Ein Weihnachtsrezept, was sicher nicht Dick macht

Von dem Mundartkabarettist Toni Lauerer geschrieben

Zutaten

  • 1 Familienpackung Vorfreude

  • 1 bis 2 Wochen Besinnung

  • 1 Stange Geduld (am besten geeignet wäre die Sorte „Engelsgeduld”)

  • 1 gehörige Portion Mut

  • je eine mittlere Portion Rücksicht und Verständnis

  • Fantasie nach Belieben

  • 1 Flasche Dankbarkeit

  • 3 bis 4 Stunden Zeit

  • Zufriedenheit als Garnierung

Zubereitung

Man nehme die Familienpackung Vorfreude und verteile sie gleichmäßig auf die ein bis zwei Wochen Besinnung vor dem Fest. Besinnung wird nämlich durch die Vorfreude erfahrungsgemäß leichter und lockerer.

Sobald Besinnung und Vorfreude gut durchmischt sind, nehmen wir ein kleines Stück vom Mut (den größeren Teil heben wir für später auf), je ein Stück Rücksicht und Verständnis und gehen damit in ein Kaufhaus, um die letzten Weihnachtseinkäufe zu erledigen. Den Mut brauchen wir, um uns in den Trubel zu stürzen, Rücksicht und Verständnis verhindern, dass der Einkauf zu bitter wird.

Rücksicht brauchen wir für die vielen Kinder, die sich nicht sattsehen können und für die älteren Menschen, die sich in dieser Hektik etwas verloren fühlen und sich nicht immer so schnell zurecht finden wie wir. Verständnis müssen wir haben für die Angestellten und Kassiererinnen, die im Weihnachtsstress vielleicht nicht immer so freundlich und aufmerksam sind, wie wir es uns wünschen. Noch ein kleiner Tipp: Eine Prise Hilfsbereitschaft verleiht dem Weihnachtseinkauf oft erst die richtige Würze!

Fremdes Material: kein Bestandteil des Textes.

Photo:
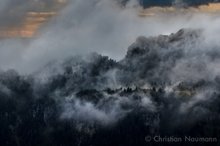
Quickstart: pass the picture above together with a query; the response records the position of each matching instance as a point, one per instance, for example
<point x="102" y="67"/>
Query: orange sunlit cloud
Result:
<point x="31" y="24"/>
<point x="210" y="8"/>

Ja, und während Besinnung und Vorfreude noch vor sich hinköcheln, kommen wir schon zum Hauptgang: Dem Heiligen Abend! Bereits am Nachmittag beim Schmücken des Baumes nehmen wir die Stange Geduld zur Hand. Am besten schneiden wir sie gleich in mehrere Scheiben, denn wir brauchen sie öfters: Beim Fixieren des Baumes im Ständer, beim Entwirren der Lichterkette, bei den Fragen der Kinder, wann endlich das Christkind kommt und bei der Kritik der Gattin, warum man schon wieder nicht den richtigen Baum gekauft hat.

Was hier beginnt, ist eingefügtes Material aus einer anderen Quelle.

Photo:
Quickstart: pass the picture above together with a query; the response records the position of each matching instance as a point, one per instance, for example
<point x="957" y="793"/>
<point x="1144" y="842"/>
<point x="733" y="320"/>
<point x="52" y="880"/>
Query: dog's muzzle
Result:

Das ist der beste Zeitpunkt, vorsichtig die Fantasie hinzuzugeben, indem man den Baum als Wunder der Natur preist und mehrere Gründe erfindet, warum es dieser und nur dieser sein musste. Wenn es abends langsam an die Bescherung geht, ist es höchste Zeit für die gehörige Portion Mut. Die brauchen wir, um dem Wunsch der Familie nachzukommen, der Papa solle beim Lied „Stille Nacht” laut mitsingen. Besitzt man nämlich das Gesangstalent eines durchschnittlichen Familienvaters, kann dieser Teil der Bescherung ohne Mut nicht gelingen und bekommt schnell einen faden Beigeschmack. Werden dann die Geschenke verteilt, öffnen wir die Flasche mit der Dankbarkeit und gießen sie gleichmäßig über alle Präsente. Auch wenn es für den Papa wieder die obligatorische Krawatte und das Rasierwasser, für die Mama das fantasielose Bargeld und für die Kinder nicht alle erwarteten Computerspiele, Fahrräder und Handys sind: Mit Dankbarkeit wird jedes Geschenk zum Leckerbissen!

Und wenn man sich nun von der Garnierung ein Stück Zufriedenheit nimmt und es auf der Zunge zergehen lässt, dann merkt man sehr schnell: Alle Geschenke kommen von Herzen, und viele Menschen auf der Welt wären sehr froh, wenn sie überhaupt Weihnachten gesund und mit einem Dach über dem Kopf feiern könnten.

Ja, und damit wäre unser großes Weihnachtsmenü schon fast fertig! Halt – eines fehlt noch: Die Nachspeise! Dafür benötigen wir nur eine Zutat, die kostenlos überall zu haben ist, nämlich
Zeit, so drei bis vier Stunden in etwa. Da sie, wie gesagt, nichts kostet, nehmen wir sie uns einfach, um mit unseren Kindern zu spielen oder mit unserem Partner gemütlich zusammenzusitzen. Wenigstens an Weihnachten sollte dies möglich sein! Und immer daran denken: Eine Zutat nur sehr, sehr sparsam, möglichst überhaupt nicht verwenden – das Fernsehen! Es kann nämlich ein Menü ganz schön verwässern.